Hikaru displayed his small, long wing, growing in shape like a swan’s, the tips of the black feathers gleaming like the translucent edge of volcanic glass. “Why have I different…different…”

“Feathers?” Shard offered.

“Yes.” Large serpent eyes of luminous gold met Shard’s. Hikaru would eventually realize that Shard’s moss-green eagle eyes were different than his own as well. “Why have I different feathers than you? And no feathers on my tail, as you do?”

“Because you’re a dragon,” said Shard quietly, but reassuringly. “And I’m a gryfon.” He tried to stay calm, but the young dragon had grown so swiftly, and was growing still, speaking, learning more quickly than any young creature he’d ever seen. The mother dragon had said as much, that her son would grow faster than Shard could imagine, like a bird, and would need guidance. As he doubled in size so rapidly, it was becoming critical that they find a way out of their sanctuary before it became their grave.

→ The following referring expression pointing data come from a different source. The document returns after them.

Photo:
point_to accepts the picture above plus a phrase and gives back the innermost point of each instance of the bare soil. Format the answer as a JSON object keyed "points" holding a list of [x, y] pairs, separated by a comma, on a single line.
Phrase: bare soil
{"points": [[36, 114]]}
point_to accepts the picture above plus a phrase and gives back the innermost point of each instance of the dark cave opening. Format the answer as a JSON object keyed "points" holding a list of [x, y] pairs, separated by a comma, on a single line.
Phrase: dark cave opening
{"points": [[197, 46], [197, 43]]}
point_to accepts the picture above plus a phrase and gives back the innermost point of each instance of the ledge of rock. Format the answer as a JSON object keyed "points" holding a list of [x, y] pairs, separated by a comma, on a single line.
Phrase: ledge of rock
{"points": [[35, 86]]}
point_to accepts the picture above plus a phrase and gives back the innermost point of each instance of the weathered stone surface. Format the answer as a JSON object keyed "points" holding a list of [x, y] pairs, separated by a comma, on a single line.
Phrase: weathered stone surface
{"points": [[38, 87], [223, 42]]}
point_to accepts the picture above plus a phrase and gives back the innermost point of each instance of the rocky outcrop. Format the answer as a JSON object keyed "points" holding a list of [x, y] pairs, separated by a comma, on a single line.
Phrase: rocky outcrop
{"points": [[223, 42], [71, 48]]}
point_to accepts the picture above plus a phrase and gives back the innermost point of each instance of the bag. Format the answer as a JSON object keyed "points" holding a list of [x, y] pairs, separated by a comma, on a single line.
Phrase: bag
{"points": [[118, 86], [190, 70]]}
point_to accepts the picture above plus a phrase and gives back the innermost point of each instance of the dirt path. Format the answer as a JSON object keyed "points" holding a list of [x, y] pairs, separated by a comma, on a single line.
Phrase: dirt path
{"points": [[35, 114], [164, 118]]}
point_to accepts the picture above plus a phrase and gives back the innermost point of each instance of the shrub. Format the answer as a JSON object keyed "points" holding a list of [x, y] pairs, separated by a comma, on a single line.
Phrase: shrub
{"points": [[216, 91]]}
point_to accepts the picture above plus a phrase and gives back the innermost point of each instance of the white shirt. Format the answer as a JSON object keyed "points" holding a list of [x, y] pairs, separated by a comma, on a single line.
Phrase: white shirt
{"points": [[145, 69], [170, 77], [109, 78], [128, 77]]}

Shard wondered if Amaratsu had thought that far ahead, either. The store of food she’d left, that he hadn’t noticed in the heat of their last confrontation with the dragons, hinted that she’d planned to remain in the mountain for some time.

A dull, far away sound swept a chill down Shard’s back. Hikaru flicked his soft, roe-like ears toward the crystal walls.

“What is that?” he whispered. The long whiskers that sprouted from his snout quivered in the air. He hadn’t been able to hear the outside noises before. Shard imagined how rapidly the dragonet’s senses would improve to levels possibly higher than his own.

“Dragons,” he said, trying to sound matter-of-fact. Hikaru’s soft ears perked fully forward. Shadows swooped around the chamber like enormous ravens. They had tried to break in, with no luck, and the walls muffled their horrible, blood-lusting roars to dull rumbling.

“Dragons like me? Like my mother?” He peered at his own body, then sat up and arched his head back like an egret. He offered his bird-like, five-toed forepaws for Shard’s inspection.

“No,” said Shard, forcing his gaze from the glimmering walls of their haven. Soon Hikaru would fill it to overflowing, but escaping it held just as many problems. “Not like you or your mother at all. Those are dragons of the Winderost. Voiceless, angry. Other creatures call them wyrms. Your mother was from the Sunland at the bottom of the world. A place of snow and light and peace.” He tried to speak as if he’d seen it himself, to assure Hikaru of his noble birth. Truly though, all he knew of the Sunland or of dragons was what Amaratsu had told him in the last hours of her life.

She had begged him to care for her son. Begged him, in the face of attacking wyrms who wished to steal her egg, or worse. Shard didn’t know what they wanted. He’d tried to speak to the wyrms once, tried and failed.

That lingering fear and threat hovered like a storm at the forefront of their quiet time within Amaratsu’s coils.

Perhaps still thinking of his mother, Hikaru walked to the wall of the chamber. He touched it gently, as if afraid to mar the scales, though the wyrms of the Winderost had failed to chip or even scratch it from the outside.

“Mother,” whispered the dragonet, stroking the unfeeling scales. “Earth.” He touched both delicate forefeet to the ground. “Sky…” He tilted his graceful, wedge-shaped head back to peer through the crystal. He wasn’t staring at the false sky that was the roof of the cavern, laced with clusters of glow worms and lichens, but at a far, high hole near the top that Shard had once pointed out to him. A crack near the pinnacle of the Horn of Midragur led to the sky. Shard followed his gaze, his wings aching to fly.